首先我眼前的世界是座美好的花园,/到处都是艺术的结 晶;/村庄挨着村庄,城市连着城市,/到处都是宫殿,剧院和喷泉,/到处是人,他们迫使自然中的一切/都承认自己狡猾的法则。/他们将海洋的暴乱之渊/建立在艺术的群岗之上,/被他们臆想出的翅膀/任性地劈开无际的天空;/大地上的一切在自由运转,/大地上的一切都在欢腾。

没有收成的岁月消逝,/农夫可自由地召唤/风,雨,炎热和寒冷,/他们的播种得到百倍/的回报,猛兽销声匿迹于/森林的深处,天空,深渊/都被人类征服,/到处呈现出一片光明的世界。

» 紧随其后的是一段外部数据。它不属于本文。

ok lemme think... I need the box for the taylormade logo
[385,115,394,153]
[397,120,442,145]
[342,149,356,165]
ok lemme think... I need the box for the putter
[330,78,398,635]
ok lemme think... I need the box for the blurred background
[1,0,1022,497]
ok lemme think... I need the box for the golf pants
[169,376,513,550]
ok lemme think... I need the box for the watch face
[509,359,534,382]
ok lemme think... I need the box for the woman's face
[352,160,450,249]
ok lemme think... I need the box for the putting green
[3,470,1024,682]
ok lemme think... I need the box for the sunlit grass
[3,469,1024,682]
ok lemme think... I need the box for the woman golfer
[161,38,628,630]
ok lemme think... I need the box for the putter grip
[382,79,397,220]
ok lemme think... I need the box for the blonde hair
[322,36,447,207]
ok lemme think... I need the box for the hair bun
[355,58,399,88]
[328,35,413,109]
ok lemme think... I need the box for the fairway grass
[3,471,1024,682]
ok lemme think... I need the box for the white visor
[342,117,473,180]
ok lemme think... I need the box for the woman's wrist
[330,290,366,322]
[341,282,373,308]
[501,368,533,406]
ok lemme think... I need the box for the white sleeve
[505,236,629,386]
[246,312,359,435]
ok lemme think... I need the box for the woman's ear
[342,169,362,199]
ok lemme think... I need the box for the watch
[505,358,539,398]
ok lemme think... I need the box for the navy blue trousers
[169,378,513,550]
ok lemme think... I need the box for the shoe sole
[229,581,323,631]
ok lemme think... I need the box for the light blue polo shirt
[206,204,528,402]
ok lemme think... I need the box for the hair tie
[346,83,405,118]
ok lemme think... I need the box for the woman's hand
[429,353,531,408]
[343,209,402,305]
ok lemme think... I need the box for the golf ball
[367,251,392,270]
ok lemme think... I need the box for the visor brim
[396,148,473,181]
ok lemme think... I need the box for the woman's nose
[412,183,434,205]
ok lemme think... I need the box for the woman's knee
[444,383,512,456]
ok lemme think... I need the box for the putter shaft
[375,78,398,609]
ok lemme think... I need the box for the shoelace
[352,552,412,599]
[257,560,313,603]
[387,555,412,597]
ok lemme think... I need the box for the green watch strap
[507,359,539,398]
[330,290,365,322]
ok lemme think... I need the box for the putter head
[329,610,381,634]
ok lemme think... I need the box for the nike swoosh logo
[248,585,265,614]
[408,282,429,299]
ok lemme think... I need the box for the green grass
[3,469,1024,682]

/被神奇世纪吸引的我在思考,/这真是一场理性的华美盛宴!/令它的敌人感到羞愧,受到教育,/知识的传播达到了极致!

几个世纪过去了,我的眼前又开始/呈现出另外一幅景象:/人类做出了什么?……/我的双眼认不出人类;/习惯各种尘世幸福的他们/平静地看着一切,/是什么使祖辈忙忙碌碌,/曾经,是什么令他们无限向往,/又是什么带走了他们的思想,他们的激情。

忘却尘世的欲望,/躲避庸俗的向往,/召唤心灵崇高的梦幻,/用它去替换其他的动机,/让梦想完全/占有人的生活,/让人与人之间的肉欲本性/让位给精神本性:/让鲜活的思想展开翅膀/将人带上九天云霄,/可这些在尘世很难实现,/只能保留无益的存在。

又过去了几个世纪,我的眼前/出现了一幅可怕的画面;/死亡游走在陆地河川,/万物生命终结。/人在哪里?在哪里?在坟墓里!/就像大地上的古老基柱,/那些古老的家族成为灰烬;/城市成为废墟,/没有牧羊人的疯狂羊群/游荡在衰败的牧场;/羊群失去了喂养人;/我听到它们饥饿的叫声。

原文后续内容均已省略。